Torna uno degli appuntamenti più rilevanti per la divulgazione scientifica in Italia. Dal 15 al 19 aprile, l’Festival delle Scienze di Roma anima gli spazi dell’Auditorium Parco della Musica Ennio Morricone con un programma ricco di incontri, laboratori e ospiti internazionali.
Giunto alla sua 21esima edizione, il festival si conferma come un punto di riferimento per chi vuole comprendere le trasformazioni della scienza contemporanea, con un focus che spazia dalla fisica all’intelligenza artificiale.
Il tema 2026: tra caos e armonia
Il filo conduttore di quest’anno è “Caos e Armonia”, un concetto che attraversa diversi ambiti della conoscenza.
Secondo il direttore Vittorio Bo, viviamo immersi in sistemi complessi che combinano:
- ordine e disordine
- prevedibilità e incertezza
- equilibrio e cambiamento
Questo approccio permette di collegare discipline diverse:
- clima ed ecosistemi
- società e tecnologia
- neuroscienze e comportamento umano
Un tema che riflette il momento storico attuale, caratterizzato da trasformazioni rapide e spesso difficili da interpretare.
L’apertura con Giorgio Parisi

Ad aprire il festival sarà Giorgio Parisi, premio Nobel per la fisica, protagonista di un dialogo con Enrico Alleva.

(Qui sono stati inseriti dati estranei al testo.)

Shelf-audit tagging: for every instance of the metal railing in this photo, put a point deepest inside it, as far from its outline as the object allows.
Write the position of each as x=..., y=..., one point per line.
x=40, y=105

L’incontro si concentrerà su:
- libertà intellettuale
- rigore scientifico
- valore del dubbio nella ricerca
Un tema centrale in un’epoca in cui la scienza è sempre più esposta al dibattito pubblico.
Intelligenza artificiale e nuove prospettive
Tra gli argomenti più attuali spicca il ruolo dell’IA, affrontato anche da Ines El Gataa, che porterà una riflessione sulla cosiddetta “decolonizzazione dell’intelligenza artificiale”.
Questo concetto introduce una prospettiva critica:
- evitare bias culturali nei sistemi AI
- promuovere modelli inclusivi
- ripensare il rapporto tra tecnologia e società
Un approccio sempre più rilevante nel dibattito internazionale.
Ospiti e protagonisti del festival
Il programma prevede la partecipazione di figure provenienti da ambiti diversi:
- Anthea Comellini
- Michelangelo Pistoletto
- Jacopo Pasotti
Questa varietà riflette l’obiettivo del festival: creare un dialogo tra scienza, arte e comunicazione.
Eventi interattivi e laboratori
Oltre alle conferenze, il festival punta molto sull’interazione con il pubblico.
Tra le iniziative più interessanti:
- “Indovina la Ricerca”, proposta dal Consiglio Nazionale delle Ricerche
- laboratori didattici per scuole
- attività per famiglie
Queste esperienze trasformano i visitatori da spettatori a partecipanti attivi.
Il ruolo della divulgazione scientifica

Secondo Francesco Svelto, vicepresidente del CNR, la scienza moderna evolve a un ritmo sempre più rapido.
Per questo diventa essenziale:
- coinvolgere il pubblico
- aumentare la consapevolezza
- favorire la partecipazione attiva
Il festival si inserisce proprio in questo contesto, cercando di ridurre la distanza tra ricerca e società.
Collaborazioni e attività sul territorio
L’evento non si limita all’Auditorium.
Sono previste iniziative in collaborazione con:
- Istituzione Sistema Biblioteche Centri Culturali di Roma Capitale
- Explora Museo dei Bambini di Roma
Questo approccio diffuso permette di raggiungere un pubblico più ampio e diversificato.
Un evento che guarda al futuro
Il Festival delle Scienze di Roma non è solo una rassegna di incontri, ma un osservatorio sulle trasformazioni in corso.
Tra i temi affrontati:
- cambiamento climatico
- evoluzione tecnologica
- ruolo della ricerca nella società
L’obiettivo è fornire strumenti per comprendere un mondo in transizione, senza semplificazioni ma con un approccio accessibile.
In un contesto in cui il futuro appare sempre più complesso, la conoscenza diventa uno degli strumenti principali per orientarsi e prendere decisioni consapevoli.